$29
Assignment 4
Maximum Points Possible – 5
The required task is to write a map-reduce program that will perform equijoin.
• The code should be in Java (use Java 1.8.x) using Hadoop Framework (use Hadoop
2.7.x).
• The code would take two inputs, one would be the HDFS location of the file on which
the equijoin should be performed and other would be the HDFS location of the file,
where the output should be stored.
Format of the Input File: -
Table1Name, Table1JoinColumn, Table1Other Column1, Table1OtherColumn2, ……..
Table2Name, Table2JoinColumn, Table2Other Column1, Table2OtherColumn2, ……...
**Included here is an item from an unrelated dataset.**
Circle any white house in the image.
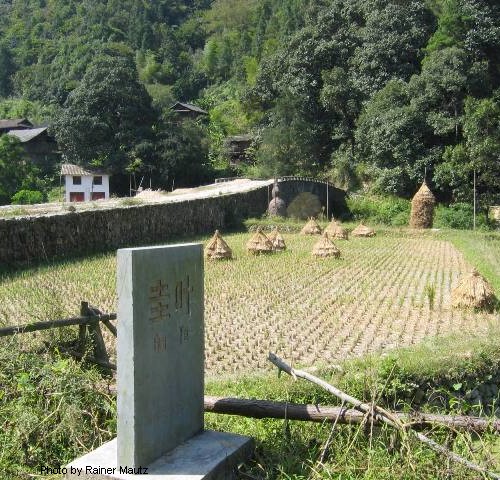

Format of the Output File: -
If Table1JoinColumn value is equal to Table2JoinColumn value, simply append both line side
by side for Output. If Table1JoinColumn value does not match any value of
Table2JoinColumn, simply remove them for the output file. You should not include two joins
contains same row (No duplicate joins in output file).
Note: -
Table1JoinColumn and Table2JoinColumn would both be Integer or Real or Double or Float,
basically Numeric.
Example Input : -
R, 2, Don, Larson, Newark, 555-3221
S, 1, 33000, 10000, part1
S, 2, 18000, 2000, part1
S, 2, 20000, 1800, part1
R, 3, Sal, Maglite, Nutley, 555-6905
S, 3, 24000, 5000, part1
S, 4, 22000, 7000, part1
R, 4, Bob, Turley, Passaic, 555-8908
Example Output: -
R, 2, Don, Larson, Newark, 555-3221, S, 2, 18000, 2000, part1
R, 2, Don, Larson, Newark, 555-3221, S, 2, 20000, 1800, part1
R, 3, Sal, Maglite, Nutley, 555-6905, S, 3, 24000, 5000, part1
S, 4, 22000, 7000, part1, R, 4, Bob, Turley, Passaic, 555-8908
Another correct answer is:
R, 2, Don, Larson, Newark, 555-3221, S, 2, 18000, 2000, part1
R, 2, Don, Larson, Newark, 555-3221, S, 2, 20000, 1800, part1
R, 3, Sal, Maglite, Nutley, 555-6905, S, 3, 24000, 5000, part1
R, 4, Bob, Turley, Passaic, 555-8908, S, 4, 22000, 7000, part1
So it means that whether R is before S is not required in the result. But you cannot have both
S, 4, 22000, 7000, part1, R, 4, Bob, Turley, Passaic, 555-8908
and
R, 4, Bob, Turley, Passaic, 555-8908, S, 4, 22000, 7000, part1
in the output.
You cannot assume that the table are R and S all the time. They can be other two tables. Number of
tables in the input are exactly 2.
Submission Instructions: -
Put all your submission files in a folderUpload a zip file named Assignment4.zip (.rar is not
allowed and will cause point loss), which will contain three files, equijoin.java, equijoin.jar
and a ReadMe.txt. (The name has to be exactly the same as required and it is case sensitive) I
will use equijoin.jar to run the assignment. ReadMe.txt should contain the approach you used
for doing this work, basically how your mapper, reducer and driver is working in short.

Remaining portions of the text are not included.